The Electric Sun. The electric field of the Sun, though imperceptible in terms of volts per meter, is sufficient to sustain a powerful drift current across interplanetary space.
Dec 20, 2018
Stars are inherently unstable.
Heliophysicists believe that there is an electric dynamo inside the Sun. Two forces are conventionally thought to power it. One is the stretching of magnetic fields due to the Sun’s rotation (change in rotation rate), caused by differences in latitude. The other force is a “twisting” of those magnetic fields because of structures rising up from the Sun’s interior. The former is called “the omega effect” and the latter is called “the alpha effect”.

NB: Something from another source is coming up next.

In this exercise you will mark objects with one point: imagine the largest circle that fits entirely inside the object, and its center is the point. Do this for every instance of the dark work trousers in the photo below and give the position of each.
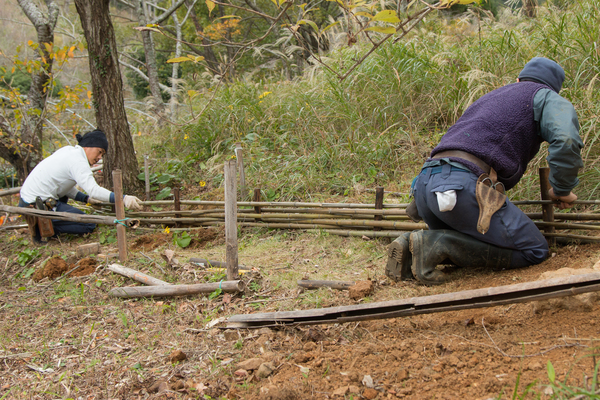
(509, 228)
(76, 228)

Stars shine because electricity flows through each galaxy. As mentioned many times, stars can be thought of as giant spheres of slow-motion lightning. It is this simple hypothesis that best matches observational evidence. Any fusion takes place on the surface of an electric star like the Sun and not “deep in its core.” Electricity flowing through the solar plasma creates the Sun’s dynamic magnetic field, so no convective regions, transition zones, or alpha and omega effects are required.

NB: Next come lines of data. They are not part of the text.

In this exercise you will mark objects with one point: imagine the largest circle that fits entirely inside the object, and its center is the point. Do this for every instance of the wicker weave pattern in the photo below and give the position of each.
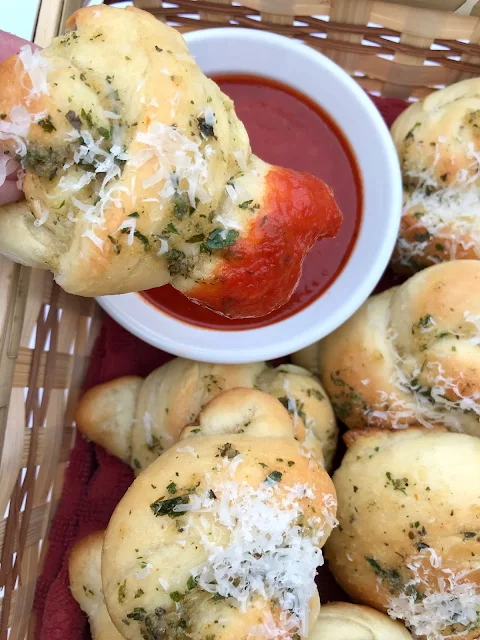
(46, 335)
(384, 45)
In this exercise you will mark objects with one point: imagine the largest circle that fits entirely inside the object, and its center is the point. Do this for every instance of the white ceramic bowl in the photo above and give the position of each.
(246, 51)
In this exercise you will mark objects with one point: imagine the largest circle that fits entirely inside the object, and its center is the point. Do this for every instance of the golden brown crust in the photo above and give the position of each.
(86, 585)
(409, 355)
(408, 510)
(136, 420)
(438, 145)
(157, 552)
(140, 173)
(106, 412)
(345, 621)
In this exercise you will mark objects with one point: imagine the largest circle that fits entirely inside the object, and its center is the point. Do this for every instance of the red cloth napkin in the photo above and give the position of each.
(96, 481)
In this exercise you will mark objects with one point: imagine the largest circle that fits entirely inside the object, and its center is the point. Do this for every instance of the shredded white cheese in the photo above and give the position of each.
(270, 552)
(35, 66)
(449, 599)
(187, 449)
(88, 233)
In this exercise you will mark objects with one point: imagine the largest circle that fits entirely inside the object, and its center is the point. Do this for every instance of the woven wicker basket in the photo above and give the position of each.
(401, 49)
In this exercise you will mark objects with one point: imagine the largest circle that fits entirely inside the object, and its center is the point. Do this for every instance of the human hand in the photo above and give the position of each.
(9, 192)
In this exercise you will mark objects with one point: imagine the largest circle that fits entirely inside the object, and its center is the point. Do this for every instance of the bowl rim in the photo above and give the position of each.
(126, 309)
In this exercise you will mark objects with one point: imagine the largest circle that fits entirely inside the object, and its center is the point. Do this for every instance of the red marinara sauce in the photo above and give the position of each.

In the consensus view, the electrical environment in and around the Sun is commonly ignored, if it is even acknowledged to exist. The Sun is thought to be a swirling cauldron of fluid dynamic interactions in “hot gas”. The various plasmas (mostly hydrogen and helium), and the way that they behave, are not seen in an electrical context, but rather, in one of intense gravity. According to scientists, “…the magnetic fields on the visible surface and gigantic plasma currents, bubbling up from the star’s interior…” are responsible for variations in the Sun’s output.
Granulation, in their view, is due to hot plasmas from within the Sun, except that the plasmas act like “a boiling teapot” in their models. The plasma is “roiling”, or rising and falling, so that is what they believe forms the granular photosphere phenomenon.
As written in other Pictures of the Day, the Sun is a positively charged electrode in a circuit that is connected to a negatively charged electrode far beyond the planetary orbits. The electric model sees all solar activity resulting from fluctuations in electric power coming from the Milky Way. Ubiquitous, low density Birkeland current filaments move through the Solar System, supplying more or less power to the solar electric circuit in the form of electron drift toward the Sun.
A principle of Electronic Sun theory is the aforementioned “granulation”. Except, in the electrical proposal, it is where dense anode tufting is seen. Since the photosphere can be compared to a discharge tube’s positive electric terminal, events similar to those seen in a neon lamp will be observed, such as hotter and brighter areas. When electric charge density exceeds the containment ability of the anode surface, a secondary plasma forms. That is the aforementioned anode tufting. The characteristic pattern of granulation on the Sun forms because tufts are packed together so tightly.
The strength of electric charge flow into the Sun creates variations in the Sun’s electromagnetic fields. Solar plasmas, therefore, react to those changing fields. The Sun is connected to the galaxy by Birkeland currents, so its “chaotic” characteristics are due to fluctuations in electricity arriving from the Milky Way. The Sun is an externally powered glow-mode electrode, with its energy focused from outside and not expelled from inside. An electric field is the Sun’s ordering factor, so variability in that field makes it a variable star.